2004-01-29

Gorjeta

Bem... quem leia o post dos 10 cêntimos e passe directo para este vai achar que eu sou um tipo que não gosta muito de ir ao restaurante ou que tenho uma fixação qualquer com as normas instituidas... e pensa muito bem! Para quê enganar-me?
Não gosto de dar gorjetas. Será com certeza resultado da minha profunda avareza mas gosto de me justificar com um pensamento pseudo-moralista libertador: gratificar uma pessoa diminui! Diminui! Diminui a própria pessoa, diminui o gratificador e diminui o serviço. "-Toma lá 100 escudinhos porque foste simpático. Sou eu que dou... para veres como sou generoso e sei recompensar. O feijão também estava bom (pareceu-me um bocadinho caro, e dispensava os ossinhos escondidos) e já o paguei... mas vai mais esta moedinha por fora para ficares a gostar de mim. Ou para não achares que sou um teso."
Não gosto. Desvirtua o princípio da coisa. Desvaloriza a troca inicial (e que é o sumo da relação entre os agentes). Do lado de quem compra deve haver a preocupação de pagar um preço que seja adequado ao benefício que se vai gozar. Se não gosta, reclama e não volta lá. Se gosta, segue o seu caminho. Se gosta muito pode sempre voltar para repetir a experiência.
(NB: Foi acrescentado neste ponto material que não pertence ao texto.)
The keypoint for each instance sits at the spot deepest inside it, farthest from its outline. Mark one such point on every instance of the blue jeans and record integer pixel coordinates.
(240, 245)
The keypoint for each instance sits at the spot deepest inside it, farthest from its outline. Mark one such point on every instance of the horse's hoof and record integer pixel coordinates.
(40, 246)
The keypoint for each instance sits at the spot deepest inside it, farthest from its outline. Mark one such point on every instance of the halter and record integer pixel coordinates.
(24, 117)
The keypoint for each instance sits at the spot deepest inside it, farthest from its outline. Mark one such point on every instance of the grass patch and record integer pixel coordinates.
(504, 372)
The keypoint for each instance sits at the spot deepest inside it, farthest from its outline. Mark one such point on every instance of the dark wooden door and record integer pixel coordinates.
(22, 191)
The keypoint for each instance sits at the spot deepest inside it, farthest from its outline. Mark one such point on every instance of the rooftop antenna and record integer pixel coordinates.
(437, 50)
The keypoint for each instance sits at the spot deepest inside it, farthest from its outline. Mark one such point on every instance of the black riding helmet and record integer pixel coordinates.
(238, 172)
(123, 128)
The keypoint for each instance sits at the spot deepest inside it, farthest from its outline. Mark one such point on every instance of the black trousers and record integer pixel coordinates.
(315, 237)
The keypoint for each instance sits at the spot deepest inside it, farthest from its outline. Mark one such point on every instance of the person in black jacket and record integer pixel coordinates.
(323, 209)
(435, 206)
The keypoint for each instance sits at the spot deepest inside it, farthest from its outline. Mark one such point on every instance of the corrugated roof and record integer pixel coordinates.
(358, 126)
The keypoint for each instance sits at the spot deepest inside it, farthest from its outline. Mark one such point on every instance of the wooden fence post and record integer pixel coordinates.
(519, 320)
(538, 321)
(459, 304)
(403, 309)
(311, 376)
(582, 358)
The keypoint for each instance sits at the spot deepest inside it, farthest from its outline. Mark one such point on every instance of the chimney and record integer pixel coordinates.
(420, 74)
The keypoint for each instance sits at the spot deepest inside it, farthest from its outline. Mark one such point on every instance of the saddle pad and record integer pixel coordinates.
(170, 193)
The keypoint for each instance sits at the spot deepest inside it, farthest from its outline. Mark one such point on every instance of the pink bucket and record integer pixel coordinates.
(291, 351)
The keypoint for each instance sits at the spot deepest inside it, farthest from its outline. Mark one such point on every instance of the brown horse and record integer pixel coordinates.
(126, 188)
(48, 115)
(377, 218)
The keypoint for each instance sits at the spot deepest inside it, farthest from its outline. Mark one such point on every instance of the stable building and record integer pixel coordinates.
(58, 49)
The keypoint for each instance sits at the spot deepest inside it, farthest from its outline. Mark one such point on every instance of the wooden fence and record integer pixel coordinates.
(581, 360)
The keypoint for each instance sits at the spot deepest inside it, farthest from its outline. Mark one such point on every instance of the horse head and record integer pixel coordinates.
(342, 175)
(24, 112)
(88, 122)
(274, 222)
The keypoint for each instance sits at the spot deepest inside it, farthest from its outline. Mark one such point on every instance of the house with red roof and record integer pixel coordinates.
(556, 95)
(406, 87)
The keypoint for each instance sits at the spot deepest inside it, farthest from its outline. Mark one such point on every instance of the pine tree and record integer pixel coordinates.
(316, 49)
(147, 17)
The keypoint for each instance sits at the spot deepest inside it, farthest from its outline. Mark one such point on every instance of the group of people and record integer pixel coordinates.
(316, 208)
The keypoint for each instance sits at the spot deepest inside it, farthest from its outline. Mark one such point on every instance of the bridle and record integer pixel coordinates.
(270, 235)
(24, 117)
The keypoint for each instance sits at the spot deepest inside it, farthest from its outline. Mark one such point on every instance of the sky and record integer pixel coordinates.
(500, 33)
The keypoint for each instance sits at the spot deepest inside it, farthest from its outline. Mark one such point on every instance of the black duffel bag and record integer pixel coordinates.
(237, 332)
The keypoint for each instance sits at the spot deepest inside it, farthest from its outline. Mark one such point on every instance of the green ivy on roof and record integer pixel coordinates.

Do lado de quem vende a preocupação deve ser oferecer o produto/serviço que justifique o preço em termos de valor percebido para o cliente. Já deve ter decidido quanto quer lucrar com a venda - se acha que merece mais aumenta o preço! Se realmente merecer, alguem ha-de pagar. Se não merecer não é com gorjetas que lá vamos.
A moedinha é uma coisa triste e redutora. _Dar_ dinheiro é um disparate económico. É uma desvalorização do nosso trabalho. E aceitá-lo _dado_ é outro disparate. Acho humilhante mesmo!
Aqui há ums tempos um dos meus alunos trouxe um pagamento adicional às lições que eu tinha dado. Estava agradecido por ter tido sucesso e quis premiar-me. A intenção era boa. Obviamente não aceitei - "Para aceitar esse dinheiro tinha de te dar outra lição - não faz sentido uma vez que estás aprovado". Senti um espanto extra-terrestre. Um gajoque não aceita dinheiro deve ser tonto!
Não... não aceito dinheiro de estranhos da mesma forma que não ofereço lições de borla. Se oferecesse estava a dizer que o meu trabalho não vale nada. _Dar_ dinheiro quer precisamente dizer que esse dinheiro não vale de nada para nós.
No processo minimizamos o próximo.
O meu Pai contava-me que tinha um amigo que costumava andar enrascadissimo de dinheiro mas não se coibia de deixar expressivas gorjetas por onde passava. Esse amigo não era melhor pessoa por isso, pelo contrário... frequentemente pedia dinheiro emprestado com o argumento de que as filhas estariam com fome. Esse tipo sim merecia uma gorjeta... uma esmola. Pessoas que trabalham e se levam a sério não precisam de esmolas.